A decisão também destaca que o contexto de disputa política contribui para a tolerância a esse tipo de manifestação. Segundo a magistrada, trata-se de um “jogo raso de palavras”, sem profundidade ou capacidade de induzir o público a acreditar na veracidade das acusações.
Outro ponto considerado foi a aplicação da imunidade parlamentar. Para a juíza, a proteção constitucional ao exercício do mandato “merece acolhimento” no caso e reduz eventual impacto jurídico das declarações.
Com a rejeição da ação, o PT foi condenado ao pagamento de honorários advocatícios fixados em 10% do valor da causa, o equivalente a R$ 4 mil.
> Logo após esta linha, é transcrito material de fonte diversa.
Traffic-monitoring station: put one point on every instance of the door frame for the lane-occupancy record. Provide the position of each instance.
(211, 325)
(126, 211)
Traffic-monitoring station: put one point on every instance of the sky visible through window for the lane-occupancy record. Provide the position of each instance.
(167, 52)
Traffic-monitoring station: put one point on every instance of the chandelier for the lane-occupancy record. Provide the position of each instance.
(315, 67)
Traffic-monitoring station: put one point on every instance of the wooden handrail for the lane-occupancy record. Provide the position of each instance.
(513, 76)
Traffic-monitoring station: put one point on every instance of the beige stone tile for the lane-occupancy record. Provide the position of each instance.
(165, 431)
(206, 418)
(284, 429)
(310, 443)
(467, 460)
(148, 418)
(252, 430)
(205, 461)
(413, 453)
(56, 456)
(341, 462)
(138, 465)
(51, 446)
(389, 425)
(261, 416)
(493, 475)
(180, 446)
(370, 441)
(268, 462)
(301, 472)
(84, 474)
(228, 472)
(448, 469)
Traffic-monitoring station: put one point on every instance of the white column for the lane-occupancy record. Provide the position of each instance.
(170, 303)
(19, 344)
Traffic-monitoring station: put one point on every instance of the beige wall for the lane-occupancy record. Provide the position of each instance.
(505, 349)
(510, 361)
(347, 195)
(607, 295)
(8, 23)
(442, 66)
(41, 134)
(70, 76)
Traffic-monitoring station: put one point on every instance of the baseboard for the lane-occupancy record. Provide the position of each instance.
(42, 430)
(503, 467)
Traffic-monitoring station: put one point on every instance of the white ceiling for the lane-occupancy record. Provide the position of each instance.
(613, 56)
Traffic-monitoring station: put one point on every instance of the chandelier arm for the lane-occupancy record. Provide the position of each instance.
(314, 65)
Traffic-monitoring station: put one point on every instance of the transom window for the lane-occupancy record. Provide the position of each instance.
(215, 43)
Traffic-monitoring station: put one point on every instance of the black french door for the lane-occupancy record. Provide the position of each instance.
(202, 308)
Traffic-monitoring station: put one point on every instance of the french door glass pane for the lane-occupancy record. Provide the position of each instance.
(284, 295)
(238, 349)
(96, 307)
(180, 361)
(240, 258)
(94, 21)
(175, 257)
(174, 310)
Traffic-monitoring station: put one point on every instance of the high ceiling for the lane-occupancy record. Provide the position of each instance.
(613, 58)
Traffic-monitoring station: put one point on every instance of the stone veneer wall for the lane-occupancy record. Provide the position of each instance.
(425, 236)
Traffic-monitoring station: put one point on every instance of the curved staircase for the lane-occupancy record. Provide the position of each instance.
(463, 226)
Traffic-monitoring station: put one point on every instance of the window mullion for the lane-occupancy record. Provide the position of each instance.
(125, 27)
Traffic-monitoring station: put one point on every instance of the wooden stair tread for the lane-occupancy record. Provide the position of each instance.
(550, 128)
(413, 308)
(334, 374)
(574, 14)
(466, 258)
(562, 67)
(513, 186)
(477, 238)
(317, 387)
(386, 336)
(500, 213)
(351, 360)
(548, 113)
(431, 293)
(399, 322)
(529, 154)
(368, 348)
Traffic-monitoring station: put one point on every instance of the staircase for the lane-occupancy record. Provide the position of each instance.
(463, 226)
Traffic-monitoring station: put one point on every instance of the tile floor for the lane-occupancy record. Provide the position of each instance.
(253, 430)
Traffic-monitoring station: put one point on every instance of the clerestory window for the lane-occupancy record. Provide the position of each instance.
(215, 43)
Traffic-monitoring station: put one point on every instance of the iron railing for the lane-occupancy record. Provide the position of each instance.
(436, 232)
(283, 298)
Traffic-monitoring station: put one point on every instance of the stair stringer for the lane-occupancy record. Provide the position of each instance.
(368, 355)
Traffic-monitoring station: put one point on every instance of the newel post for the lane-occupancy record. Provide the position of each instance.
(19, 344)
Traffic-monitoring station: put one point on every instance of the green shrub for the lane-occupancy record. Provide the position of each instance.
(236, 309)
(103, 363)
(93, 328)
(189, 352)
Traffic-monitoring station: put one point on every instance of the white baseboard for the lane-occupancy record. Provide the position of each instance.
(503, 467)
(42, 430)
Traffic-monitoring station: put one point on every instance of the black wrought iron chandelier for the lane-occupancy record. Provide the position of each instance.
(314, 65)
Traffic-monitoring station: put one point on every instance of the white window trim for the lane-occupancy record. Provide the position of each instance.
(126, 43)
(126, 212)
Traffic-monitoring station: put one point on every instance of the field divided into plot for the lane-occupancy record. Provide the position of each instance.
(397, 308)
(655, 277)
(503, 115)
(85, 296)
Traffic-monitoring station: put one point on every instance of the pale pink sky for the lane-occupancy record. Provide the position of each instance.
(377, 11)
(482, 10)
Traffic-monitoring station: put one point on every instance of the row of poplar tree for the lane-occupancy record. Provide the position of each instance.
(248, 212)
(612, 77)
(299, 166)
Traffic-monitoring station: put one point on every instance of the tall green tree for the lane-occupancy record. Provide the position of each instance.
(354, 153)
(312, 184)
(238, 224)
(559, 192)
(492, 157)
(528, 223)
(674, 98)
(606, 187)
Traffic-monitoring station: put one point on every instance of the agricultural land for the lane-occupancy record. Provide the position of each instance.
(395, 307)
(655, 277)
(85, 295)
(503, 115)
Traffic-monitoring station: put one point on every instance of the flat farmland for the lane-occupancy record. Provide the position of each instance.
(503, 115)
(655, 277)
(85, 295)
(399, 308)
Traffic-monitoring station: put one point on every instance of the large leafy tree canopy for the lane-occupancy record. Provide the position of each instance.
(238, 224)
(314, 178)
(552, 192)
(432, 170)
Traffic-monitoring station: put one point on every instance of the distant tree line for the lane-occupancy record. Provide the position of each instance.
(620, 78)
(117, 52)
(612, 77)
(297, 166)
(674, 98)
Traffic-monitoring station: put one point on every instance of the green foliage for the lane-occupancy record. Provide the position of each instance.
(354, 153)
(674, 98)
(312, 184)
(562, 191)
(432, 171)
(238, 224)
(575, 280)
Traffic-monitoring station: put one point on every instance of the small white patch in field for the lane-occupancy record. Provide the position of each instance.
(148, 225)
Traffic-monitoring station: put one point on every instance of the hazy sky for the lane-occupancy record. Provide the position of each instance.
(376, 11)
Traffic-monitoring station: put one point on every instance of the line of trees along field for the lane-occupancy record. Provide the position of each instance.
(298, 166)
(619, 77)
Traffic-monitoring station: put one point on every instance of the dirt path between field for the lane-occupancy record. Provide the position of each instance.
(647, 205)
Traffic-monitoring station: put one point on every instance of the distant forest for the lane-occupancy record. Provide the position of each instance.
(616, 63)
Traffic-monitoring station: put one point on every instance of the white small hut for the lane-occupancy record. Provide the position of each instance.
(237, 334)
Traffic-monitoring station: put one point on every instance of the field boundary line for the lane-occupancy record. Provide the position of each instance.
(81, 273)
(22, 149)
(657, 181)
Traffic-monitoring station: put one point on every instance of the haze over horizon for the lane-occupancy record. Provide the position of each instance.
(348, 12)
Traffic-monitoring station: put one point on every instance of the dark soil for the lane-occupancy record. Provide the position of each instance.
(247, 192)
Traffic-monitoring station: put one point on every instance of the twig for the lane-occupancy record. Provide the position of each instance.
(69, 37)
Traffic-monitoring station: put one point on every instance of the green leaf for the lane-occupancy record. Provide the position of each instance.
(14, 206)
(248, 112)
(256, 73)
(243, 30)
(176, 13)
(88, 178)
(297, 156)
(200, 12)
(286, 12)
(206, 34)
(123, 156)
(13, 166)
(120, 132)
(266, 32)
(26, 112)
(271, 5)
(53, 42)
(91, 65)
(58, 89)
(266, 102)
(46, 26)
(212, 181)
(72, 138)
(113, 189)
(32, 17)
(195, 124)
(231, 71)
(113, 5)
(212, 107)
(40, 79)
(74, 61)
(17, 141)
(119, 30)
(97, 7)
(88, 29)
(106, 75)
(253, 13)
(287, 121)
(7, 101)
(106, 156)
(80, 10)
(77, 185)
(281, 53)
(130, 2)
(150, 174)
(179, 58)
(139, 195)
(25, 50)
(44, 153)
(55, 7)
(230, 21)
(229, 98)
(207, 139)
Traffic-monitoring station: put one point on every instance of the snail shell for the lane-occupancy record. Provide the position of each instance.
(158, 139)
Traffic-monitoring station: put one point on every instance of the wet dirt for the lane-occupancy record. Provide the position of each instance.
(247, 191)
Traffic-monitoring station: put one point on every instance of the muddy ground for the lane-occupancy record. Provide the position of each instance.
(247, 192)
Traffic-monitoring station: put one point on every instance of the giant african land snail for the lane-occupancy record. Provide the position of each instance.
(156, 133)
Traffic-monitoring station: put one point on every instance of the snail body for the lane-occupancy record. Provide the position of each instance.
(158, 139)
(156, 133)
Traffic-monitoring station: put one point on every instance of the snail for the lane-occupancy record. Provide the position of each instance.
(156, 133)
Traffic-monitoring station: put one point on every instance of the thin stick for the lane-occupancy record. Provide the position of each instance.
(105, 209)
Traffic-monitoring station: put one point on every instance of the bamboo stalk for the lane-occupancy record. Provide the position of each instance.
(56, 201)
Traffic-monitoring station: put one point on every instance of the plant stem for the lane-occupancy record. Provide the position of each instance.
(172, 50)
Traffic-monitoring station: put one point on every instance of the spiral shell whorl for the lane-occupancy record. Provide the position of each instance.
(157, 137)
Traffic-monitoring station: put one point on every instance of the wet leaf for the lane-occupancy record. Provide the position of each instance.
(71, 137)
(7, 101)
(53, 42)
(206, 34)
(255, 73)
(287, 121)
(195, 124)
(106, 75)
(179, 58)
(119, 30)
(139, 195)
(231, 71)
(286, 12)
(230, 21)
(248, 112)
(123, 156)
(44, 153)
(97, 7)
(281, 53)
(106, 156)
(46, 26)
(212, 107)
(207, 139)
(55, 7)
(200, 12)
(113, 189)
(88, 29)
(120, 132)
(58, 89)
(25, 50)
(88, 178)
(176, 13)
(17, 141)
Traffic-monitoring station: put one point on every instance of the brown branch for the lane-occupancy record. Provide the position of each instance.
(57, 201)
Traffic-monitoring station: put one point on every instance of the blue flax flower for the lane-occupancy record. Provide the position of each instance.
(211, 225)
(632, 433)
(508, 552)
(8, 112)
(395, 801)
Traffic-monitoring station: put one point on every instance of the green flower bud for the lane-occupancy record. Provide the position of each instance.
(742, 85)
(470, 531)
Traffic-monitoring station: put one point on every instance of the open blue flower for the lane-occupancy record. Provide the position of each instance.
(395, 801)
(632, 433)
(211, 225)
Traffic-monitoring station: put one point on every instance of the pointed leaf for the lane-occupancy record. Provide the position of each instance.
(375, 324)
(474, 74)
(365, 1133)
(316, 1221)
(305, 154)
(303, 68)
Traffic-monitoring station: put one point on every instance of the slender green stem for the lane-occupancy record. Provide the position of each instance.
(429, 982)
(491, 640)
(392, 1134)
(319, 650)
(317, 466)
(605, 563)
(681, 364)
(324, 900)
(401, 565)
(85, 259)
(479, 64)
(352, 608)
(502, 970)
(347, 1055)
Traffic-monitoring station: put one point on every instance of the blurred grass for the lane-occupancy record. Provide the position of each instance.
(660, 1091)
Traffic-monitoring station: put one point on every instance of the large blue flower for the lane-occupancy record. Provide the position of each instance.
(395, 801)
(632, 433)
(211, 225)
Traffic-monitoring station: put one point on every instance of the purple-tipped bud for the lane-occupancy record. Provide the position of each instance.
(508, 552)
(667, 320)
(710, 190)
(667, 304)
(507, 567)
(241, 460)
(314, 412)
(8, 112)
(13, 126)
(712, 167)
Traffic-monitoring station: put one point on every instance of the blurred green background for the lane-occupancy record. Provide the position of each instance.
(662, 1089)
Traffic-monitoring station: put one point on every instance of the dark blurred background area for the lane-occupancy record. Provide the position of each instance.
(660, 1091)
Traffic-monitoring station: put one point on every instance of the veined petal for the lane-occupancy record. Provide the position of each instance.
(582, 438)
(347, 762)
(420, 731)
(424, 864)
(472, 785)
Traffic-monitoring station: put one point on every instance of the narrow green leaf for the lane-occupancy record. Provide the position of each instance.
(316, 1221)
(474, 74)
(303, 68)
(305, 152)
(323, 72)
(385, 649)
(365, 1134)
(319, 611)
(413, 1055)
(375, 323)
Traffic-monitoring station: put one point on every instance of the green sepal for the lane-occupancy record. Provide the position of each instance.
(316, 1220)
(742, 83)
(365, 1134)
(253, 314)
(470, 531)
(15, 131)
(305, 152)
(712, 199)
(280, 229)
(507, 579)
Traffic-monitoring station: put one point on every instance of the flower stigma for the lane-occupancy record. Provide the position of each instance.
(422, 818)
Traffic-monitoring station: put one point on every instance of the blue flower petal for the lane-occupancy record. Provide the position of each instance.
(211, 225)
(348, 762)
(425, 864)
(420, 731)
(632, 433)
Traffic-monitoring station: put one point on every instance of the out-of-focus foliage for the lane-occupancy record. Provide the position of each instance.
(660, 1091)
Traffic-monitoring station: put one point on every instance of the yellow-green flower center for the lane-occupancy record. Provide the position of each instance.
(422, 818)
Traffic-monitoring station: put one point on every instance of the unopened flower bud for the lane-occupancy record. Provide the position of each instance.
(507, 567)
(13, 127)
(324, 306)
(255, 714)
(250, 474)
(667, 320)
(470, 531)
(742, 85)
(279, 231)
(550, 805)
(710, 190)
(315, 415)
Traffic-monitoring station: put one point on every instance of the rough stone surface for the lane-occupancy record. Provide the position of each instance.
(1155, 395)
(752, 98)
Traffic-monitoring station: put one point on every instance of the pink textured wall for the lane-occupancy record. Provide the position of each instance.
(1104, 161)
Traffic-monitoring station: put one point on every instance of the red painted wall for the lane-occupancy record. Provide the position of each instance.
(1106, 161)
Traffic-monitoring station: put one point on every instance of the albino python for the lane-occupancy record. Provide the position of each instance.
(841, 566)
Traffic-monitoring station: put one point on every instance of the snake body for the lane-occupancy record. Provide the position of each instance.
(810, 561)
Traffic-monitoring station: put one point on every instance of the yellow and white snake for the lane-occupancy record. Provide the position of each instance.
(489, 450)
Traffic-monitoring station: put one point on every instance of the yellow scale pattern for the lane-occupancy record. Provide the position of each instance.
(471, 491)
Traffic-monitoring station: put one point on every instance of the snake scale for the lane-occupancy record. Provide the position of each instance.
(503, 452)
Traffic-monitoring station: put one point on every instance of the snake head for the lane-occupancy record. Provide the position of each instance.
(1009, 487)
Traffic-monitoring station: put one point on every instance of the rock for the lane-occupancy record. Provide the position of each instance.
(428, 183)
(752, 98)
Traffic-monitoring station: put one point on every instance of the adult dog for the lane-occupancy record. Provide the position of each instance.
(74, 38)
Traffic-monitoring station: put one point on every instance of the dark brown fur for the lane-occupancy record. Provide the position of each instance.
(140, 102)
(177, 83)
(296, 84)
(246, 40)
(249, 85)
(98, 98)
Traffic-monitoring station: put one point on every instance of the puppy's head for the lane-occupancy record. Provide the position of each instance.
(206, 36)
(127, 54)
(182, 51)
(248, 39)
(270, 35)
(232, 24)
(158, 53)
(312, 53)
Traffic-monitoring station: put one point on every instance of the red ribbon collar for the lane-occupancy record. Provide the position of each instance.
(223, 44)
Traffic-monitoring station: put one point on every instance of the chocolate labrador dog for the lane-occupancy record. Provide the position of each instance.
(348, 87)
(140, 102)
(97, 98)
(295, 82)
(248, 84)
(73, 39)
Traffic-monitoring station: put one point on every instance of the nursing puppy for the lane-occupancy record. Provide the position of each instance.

O processo faz parte de uma série de ações movidas pela sigla contra parlamentares que fizeram associações semelhantes nas redes sociais. Em outro caso, envolvendo o deputado Nikolas Ferreira (PL-MG), a Justiça determinou a remoção de publicação semelhante, ao entender que a imunidade parlamentar não se estende automaticamente a manifestações fora do ambiente legislativo.